A medida autoriza que trabalhadores prestadores de serviço também sejam beneficiados com a vacinação, inclusive estagiários, autônomos e empregados de empresas de trabalho temporário ou de terceirizadas. O texto prevê que a vacinação dos empregados deve seguir os critérios de prioridade estabelecidos no Programa Nacional de Imunizações (PNI). A proposta foi uma resposta do Congresso à morosidade do plano de vacinação nacional, mas os próprios deputados entendem que essa liberação poderia aprofundar a desigualdade social, beneficiando as pessoas menos vulneráveis economicamente. O deputado Alexandre Padilha (PT-SP), ex-ministro da Saúde, afirmou que os empresários encontrarão barreiras para adquirir os imunizantes já que as produtoras de vacinas comercializam direto com os governos dos países. “Ouçam parlamentares, estão aprovando algo que vai permitir a importação de vacinas de baixa qualidade. As empresas sérias não vão vender o imunizante”, disse.

Mateus Bonomi

“O estado de calamidade pública seria apenas uma licença para gastar, um cheque em branco. ao invés de um sinal de estabilidade, seria o contrário” Paulo Guedes, Ministro da Economia.

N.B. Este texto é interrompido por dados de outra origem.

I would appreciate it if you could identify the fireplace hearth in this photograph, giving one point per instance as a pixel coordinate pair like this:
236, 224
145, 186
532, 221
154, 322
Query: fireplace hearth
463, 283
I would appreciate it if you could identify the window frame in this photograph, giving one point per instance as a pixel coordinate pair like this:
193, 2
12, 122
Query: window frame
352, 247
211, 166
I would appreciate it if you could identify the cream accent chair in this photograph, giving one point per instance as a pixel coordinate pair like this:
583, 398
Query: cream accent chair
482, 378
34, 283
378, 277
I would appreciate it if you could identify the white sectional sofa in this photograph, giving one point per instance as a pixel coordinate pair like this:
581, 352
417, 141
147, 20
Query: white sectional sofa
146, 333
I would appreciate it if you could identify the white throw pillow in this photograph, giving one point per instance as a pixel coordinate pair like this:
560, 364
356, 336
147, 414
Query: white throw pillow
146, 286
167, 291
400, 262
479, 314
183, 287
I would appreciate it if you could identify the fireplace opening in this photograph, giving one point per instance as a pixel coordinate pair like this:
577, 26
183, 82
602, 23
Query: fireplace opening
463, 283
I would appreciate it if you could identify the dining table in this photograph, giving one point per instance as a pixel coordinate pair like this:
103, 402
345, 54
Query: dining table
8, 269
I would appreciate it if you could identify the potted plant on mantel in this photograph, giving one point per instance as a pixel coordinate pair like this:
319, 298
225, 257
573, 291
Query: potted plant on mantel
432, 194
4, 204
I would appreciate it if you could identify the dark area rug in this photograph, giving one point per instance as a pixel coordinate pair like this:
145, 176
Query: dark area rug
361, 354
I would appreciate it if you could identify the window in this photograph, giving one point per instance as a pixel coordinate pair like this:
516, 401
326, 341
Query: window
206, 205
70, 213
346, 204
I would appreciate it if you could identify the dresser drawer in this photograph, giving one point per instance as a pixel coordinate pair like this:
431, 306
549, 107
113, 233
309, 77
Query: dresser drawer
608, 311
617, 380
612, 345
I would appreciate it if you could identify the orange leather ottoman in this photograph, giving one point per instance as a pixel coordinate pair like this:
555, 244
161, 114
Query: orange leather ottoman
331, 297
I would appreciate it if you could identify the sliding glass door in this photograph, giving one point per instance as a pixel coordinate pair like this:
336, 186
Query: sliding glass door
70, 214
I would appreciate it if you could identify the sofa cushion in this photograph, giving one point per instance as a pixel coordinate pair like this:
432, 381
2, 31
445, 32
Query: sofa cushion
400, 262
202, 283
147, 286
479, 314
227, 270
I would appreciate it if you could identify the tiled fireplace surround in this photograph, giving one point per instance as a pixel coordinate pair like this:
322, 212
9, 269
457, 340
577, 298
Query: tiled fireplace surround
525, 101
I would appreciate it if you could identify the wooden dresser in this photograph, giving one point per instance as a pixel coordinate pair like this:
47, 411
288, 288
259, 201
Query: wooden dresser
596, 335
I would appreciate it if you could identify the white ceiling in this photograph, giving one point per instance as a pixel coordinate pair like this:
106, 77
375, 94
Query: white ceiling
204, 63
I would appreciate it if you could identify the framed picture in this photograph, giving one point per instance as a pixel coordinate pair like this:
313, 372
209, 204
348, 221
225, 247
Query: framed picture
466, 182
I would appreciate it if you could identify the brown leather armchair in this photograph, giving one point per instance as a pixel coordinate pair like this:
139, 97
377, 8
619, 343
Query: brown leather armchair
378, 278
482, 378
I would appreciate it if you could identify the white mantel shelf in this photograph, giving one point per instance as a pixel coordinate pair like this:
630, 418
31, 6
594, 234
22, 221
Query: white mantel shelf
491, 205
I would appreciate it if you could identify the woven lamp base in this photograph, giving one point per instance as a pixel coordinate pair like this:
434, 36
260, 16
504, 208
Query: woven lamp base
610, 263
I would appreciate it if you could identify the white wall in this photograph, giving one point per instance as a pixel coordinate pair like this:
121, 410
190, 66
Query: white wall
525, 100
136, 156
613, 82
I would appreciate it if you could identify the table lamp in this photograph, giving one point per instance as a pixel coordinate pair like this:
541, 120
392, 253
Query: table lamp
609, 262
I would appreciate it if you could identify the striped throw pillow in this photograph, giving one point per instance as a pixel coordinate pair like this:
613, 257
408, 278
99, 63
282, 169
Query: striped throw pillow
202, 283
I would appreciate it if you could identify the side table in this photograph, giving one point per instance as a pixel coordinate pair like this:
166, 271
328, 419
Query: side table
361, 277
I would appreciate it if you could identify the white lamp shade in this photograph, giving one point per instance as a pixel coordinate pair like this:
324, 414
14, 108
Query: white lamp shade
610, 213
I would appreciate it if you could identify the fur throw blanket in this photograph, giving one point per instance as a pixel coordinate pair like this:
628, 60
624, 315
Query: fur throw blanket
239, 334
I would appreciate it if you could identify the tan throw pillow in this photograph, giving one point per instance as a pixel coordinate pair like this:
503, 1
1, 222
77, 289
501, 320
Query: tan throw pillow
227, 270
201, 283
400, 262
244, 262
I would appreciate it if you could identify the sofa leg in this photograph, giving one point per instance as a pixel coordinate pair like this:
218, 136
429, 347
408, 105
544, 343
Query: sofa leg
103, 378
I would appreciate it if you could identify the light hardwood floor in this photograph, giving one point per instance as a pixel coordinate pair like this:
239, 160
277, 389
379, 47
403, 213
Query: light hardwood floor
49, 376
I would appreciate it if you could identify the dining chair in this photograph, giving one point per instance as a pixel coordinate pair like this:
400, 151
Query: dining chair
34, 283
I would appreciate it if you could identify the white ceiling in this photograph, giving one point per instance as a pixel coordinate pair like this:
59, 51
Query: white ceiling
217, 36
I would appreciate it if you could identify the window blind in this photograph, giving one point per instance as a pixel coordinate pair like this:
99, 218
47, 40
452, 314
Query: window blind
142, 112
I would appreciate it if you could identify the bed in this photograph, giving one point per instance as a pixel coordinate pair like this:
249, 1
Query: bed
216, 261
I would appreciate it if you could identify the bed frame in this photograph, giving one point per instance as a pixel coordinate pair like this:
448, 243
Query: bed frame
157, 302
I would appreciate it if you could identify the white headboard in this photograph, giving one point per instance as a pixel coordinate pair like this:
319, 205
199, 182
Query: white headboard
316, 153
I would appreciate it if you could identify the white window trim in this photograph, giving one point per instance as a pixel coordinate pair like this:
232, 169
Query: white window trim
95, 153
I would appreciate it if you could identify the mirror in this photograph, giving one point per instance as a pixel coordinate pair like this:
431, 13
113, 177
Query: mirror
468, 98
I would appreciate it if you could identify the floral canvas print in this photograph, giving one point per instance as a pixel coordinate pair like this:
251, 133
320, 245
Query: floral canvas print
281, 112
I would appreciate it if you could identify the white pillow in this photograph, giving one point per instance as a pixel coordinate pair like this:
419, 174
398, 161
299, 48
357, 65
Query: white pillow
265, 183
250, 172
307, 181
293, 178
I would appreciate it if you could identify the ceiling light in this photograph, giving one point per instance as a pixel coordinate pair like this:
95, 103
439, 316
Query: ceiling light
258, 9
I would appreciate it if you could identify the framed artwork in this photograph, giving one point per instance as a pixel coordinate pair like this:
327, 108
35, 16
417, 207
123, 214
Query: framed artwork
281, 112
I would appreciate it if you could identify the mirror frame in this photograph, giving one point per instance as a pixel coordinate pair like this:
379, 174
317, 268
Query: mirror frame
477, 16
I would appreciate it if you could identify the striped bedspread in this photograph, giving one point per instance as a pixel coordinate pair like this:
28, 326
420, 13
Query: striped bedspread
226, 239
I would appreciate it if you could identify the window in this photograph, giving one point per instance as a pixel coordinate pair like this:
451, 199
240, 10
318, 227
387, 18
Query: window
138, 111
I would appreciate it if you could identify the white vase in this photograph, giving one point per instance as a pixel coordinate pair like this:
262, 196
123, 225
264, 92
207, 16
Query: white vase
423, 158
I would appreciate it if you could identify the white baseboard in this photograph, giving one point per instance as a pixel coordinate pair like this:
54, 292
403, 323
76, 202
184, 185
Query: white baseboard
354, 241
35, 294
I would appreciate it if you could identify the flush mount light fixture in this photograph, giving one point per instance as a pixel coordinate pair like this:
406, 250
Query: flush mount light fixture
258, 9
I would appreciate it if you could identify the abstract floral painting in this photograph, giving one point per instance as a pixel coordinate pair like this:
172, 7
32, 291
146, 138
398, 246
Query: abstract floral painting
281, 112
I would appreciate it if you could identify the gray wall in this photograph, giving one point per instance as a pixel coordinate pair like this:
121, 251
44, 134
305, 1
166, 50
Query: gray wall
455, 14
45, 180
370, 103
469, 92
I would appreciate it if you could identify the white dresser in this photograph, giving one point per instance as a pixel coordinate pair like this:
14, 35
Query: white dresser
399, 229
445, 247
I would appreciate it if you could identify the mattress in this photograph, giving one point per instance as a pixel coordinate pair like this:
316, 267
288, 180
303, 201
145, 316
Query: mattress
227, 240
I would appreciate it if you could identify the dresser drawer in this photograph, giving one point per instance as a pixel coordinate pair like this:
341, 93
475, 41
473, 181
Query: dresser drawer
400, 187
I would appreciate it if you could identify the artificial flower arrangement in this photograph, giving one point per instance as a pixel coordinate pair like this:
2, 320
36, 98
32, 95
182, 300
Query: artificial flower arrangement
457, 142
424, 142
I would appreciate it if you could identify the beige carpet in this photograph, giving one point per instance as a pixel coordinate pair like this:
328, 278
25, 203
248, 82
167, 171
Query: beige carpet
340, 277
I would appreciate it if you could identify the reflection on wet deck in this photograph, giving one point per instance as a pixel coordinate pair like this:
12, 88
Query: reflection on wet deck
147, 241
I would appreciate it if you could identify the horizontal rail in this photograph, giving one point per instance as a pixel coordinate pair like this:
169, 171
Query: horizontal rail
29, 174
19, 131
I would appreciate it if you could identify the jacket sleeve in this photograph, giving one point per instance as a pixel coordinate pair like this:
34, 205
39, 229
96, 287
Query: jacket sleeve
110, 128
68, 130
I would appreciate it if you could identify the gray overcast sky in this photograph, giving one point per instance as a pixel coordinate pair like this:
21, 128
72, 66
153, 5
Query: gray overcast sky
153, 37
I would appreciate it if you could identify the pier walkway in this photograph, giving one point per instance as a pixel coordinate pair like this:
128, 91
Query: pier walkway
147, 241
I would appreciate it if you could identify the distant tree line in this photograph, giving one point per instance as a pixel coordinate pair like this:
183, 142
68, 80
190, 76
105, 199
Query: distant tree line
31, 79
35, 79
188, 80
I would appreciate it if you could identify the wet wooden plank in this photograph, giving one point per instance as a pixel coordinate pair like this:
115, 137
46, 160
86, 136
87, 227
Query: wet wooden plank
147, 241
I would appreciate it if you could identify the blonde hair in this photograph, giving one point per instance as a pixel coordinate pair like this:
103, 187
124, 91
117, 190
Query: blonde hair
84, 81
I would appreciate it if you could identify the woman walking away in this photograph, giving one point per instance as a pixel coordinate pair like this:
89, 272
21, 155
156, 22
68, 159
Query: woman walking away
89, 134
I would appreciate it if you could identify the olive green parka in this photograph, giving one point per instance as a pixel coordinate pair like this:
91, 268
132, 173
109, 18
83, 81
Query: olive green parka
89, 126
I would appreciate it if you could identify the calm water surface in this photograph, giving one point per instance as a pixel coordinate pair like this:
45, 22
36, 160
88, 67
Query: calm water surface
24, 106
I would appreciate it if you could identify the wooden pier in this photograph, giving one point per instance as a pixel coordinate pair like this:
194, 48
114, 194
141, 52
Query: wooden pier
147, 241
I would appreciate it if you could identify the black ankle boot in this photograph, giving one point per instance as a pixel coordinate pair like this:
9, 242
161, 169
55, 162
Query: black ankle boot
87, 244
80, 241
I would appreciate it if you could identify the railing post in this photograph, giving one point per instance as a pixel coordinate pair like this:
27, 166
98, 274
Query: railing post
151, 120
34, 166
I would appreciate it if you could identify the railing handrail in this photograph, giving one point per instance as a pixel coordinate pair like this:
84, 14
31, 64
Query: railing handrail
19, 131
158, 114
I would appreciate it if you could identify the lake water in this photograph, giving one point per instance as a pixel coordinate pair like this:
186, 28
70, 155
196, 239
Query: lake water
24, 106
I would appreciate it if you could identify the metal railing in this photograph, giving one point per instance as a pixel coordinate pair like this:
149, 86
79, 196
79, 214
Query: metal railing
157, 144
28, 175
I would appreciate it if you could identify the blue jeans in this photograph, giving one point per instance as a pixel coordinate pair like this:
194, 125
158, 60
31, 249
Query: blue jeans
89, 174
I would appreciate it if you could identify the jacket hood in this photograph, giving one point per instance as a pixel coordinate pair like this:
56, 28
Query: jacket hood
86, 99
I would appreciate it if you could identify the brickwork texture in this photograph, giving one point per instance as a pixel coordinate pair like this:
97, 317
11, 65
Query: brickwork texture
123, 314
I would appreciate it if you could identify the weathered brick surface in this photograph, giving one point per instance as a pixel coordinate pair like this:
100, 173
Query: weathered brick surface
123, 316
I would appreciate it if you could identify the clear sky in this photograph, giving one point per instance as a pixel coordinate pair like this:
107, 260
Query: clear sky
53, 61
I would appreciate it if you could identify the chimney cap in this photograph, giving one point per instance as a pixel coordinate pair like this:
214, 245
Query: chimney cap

Com a semana tomada pela discussão da compra da vacina, a decisão sobre o Orçamento segue uma incógnita, o que tem deixado o ministro da Economia, Paulo Guedes, de cabelo em pé. Segundo ele o texto aprovado na Câmara é inviável e precisará ser revista. “Alguns excessos que ocorreram precisam ser removidos. Tenho certeza de que não foi nada de má-fé [do Congresso]”, afirmou Guedes. “É natural de um time que não jogou junto ainda. É natural que a soma das partes exceda o que era possível fazer. É da política.” Sobre um eventual retorno do estado de calamidade, o ministro disse que seria apenas uma maquiagem. “O estado de calamidade pública seria apenas uma licença para gastar. Seria um cheque em branco”, disse, em live promovida pela XP Investimentos na segunda-feira (5). “Em vez de ser um sinal de estabilidade, seria o contrário.”